Well, it's not really my top five. What am I a sucker? I'm not even going to get into that game of playing favorites. Let's call this my top five list of books that I think are worth getting that weren't on the lists compiled by the readers of The Comics Reporter. I was involved as designer or editor or something on all these titles and they all still surprise me and I don't think it's necessarily a bad thing that so many people could make so many great lists and leave these titles off:

1. Red Colored Elegy Seiichi Hayashi
(I really love this comic so much. I think it's perfect and the fact that I had been reading comics for so long and a book like this could come along and get me so excited about the form still amazes me. And it was done at a time when everyone else was still doing comics about sending naked ladies into space or trying to score some kef. Also, design-wise, head and tail bands are different colors (WHAT?!?!) and check out that "invisi-band" on the back.)

2. Hot Potatoe Marc Bell
(While putting this book together Marc Bell and I often referred to it as his tombstone. I honestly don't think there's a better cartoonist/illustrator/fine-artist monograph out there. Oh, how I wish we could have afforded the sound chip that would've said "Ewww Gahd!" everytime you opened the book on top of the wraparound sticker that you still haven't removed from your copy.)

3. Haunted Philippe Dupuy
(Don't we need more middle-aged man mid-life crisis comics out there? Sure we do. Philippe's cartooning in this book is so great, so loosey-goosey. He just follows his whims and it works and works.)

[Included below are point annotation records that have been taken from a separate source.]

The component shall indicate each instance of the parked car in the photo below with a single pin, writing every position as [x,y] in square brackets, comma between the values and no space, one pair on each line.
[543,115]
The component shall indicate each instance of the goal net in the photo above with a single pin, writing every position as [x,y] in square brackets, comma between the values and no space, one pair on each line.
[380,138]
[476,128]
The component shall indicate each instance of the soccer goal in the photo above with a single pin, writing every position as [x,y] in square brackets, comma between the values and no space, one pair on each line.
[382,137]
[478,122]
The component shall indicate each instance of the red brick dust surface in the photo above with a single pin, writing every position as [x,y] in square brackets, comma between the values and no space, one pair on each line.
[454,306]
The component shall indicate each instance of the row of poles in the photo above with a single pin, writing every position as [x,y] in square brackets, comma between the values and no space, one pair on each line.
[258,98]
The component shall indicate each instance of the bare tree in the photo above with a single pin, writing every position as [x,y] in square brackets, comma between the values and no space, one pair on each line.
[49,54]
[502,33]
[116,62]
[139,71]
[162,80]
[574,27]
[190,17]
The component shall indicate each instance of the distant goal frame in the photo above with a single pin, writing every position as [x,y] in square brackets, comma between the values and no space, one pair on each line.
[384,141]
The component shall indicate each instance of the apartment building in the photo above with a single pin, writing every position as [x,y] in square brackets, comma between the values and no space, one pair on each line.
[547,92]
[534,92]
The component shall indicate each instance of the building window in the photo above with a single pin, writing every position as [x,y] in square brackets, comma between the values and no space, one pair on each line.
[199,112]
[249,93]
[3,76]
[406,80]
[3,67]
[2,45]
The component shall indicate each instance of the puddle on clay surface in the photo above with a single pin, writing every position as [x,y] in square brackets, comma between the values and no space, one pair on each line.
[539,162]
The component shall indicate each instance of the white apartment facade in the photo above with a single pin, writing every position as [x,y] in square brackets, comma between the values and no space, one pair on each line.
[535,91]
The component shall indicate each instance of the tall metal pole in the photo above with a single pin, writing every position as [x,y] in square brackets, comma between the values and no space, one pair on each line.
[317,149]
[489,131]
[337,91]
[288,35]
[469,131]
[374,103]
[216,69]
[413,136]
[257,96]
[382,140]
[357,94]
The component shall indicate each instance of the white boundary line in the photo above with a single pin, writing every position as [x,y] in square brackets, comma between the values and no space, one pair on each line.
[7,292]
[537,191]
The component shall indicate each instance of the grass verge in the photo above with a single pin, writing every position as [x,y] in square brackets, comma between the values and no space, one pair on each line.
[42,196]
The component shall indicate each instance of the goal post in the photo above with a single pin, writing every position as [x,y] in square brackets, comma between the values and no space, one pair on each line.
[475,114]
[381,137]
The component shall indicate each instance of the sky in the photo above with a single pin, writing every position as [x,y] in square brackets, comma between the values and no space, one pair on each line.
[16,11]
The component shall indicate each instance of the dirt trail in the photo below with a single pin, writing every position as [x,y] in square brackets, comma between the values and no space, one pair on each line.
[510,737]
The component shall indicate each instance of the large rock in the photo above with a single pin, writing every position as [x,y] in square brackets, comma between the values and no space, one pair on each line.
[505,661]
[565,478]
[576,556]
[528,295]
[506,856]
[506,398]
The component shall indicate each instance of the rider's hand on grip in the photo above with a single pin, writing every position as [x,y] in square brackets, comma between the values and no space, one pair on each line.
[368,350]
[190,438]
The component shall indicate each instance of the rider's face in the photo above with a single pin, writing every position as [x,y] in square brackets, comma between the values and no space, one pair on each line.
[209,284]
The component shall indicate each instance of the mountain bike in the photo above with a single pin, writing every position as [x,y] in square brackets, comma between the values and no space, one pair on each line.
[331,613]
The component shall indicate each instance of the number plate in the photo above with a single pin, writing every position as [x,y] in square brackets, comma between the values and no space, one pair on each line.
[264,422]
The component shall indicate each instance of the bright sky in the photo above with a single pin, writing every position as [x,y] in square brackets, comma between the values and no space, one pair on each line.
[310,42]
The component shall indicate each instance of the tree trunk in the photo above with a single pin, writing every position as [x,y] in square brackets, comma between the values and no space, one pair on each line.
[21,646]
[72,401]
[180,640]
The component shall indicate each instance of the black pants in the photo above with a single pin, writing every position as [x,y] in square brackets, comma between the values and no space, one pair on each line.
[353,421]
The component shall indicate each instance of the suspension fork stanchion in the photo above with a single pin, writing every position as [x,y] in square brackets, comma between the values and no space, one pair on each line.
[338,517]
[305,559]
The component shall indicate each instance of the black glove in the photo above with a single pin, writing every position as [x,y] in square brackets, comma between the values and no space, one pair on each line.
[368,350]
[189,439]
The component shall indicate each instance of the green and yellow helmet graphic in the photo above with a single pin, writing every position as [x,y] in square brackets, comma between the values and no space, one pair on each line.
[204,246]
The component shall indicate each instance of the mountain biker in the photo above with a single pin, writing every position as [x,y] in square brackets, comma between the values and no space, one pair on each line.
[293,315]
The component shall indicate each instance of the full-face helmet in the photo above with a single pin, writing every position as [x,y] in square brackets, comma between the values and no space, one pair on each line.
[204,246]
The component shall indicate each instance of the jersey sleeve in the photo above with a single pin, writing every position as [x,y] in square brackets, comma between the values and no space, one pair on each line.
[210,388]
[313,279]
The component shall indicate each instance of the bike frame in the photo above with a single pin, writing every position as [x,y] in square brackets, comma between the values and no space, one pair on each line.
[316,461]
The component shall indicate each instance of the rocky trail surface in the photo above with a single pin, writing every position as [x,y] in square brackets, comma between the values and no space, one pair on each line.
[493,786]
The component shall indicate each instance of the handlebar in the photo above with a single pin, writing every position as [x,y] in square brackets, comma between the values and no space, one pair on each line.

4. Oh Skinnay! Clare Briggs
(Not only does this book have one of Jeet Heer's best comics essays of his career but it also is an amazing document of a time long gone and a style of cartooning that has long fallen out of fashion. Someday I hope we'll be able to do a best of from the seven-volume Briggs Memorial box set.)

5. Talking Lines R. O. Blechman
(Oh, comics, you weird world where some hacks are revered like gods and geniuses are ignored. Honest to god, this is an amazing body of work that first saw print in major national publications so why do we need to talk about it. Well, we need to talk about it because it's everything we hold dear in comics--personal, funny, wise, and on and on. Also, design-wise, I totally got to use a vinyl cover. When will I get to do that again? And the cover art wraps onto the endpapers! Amazing.)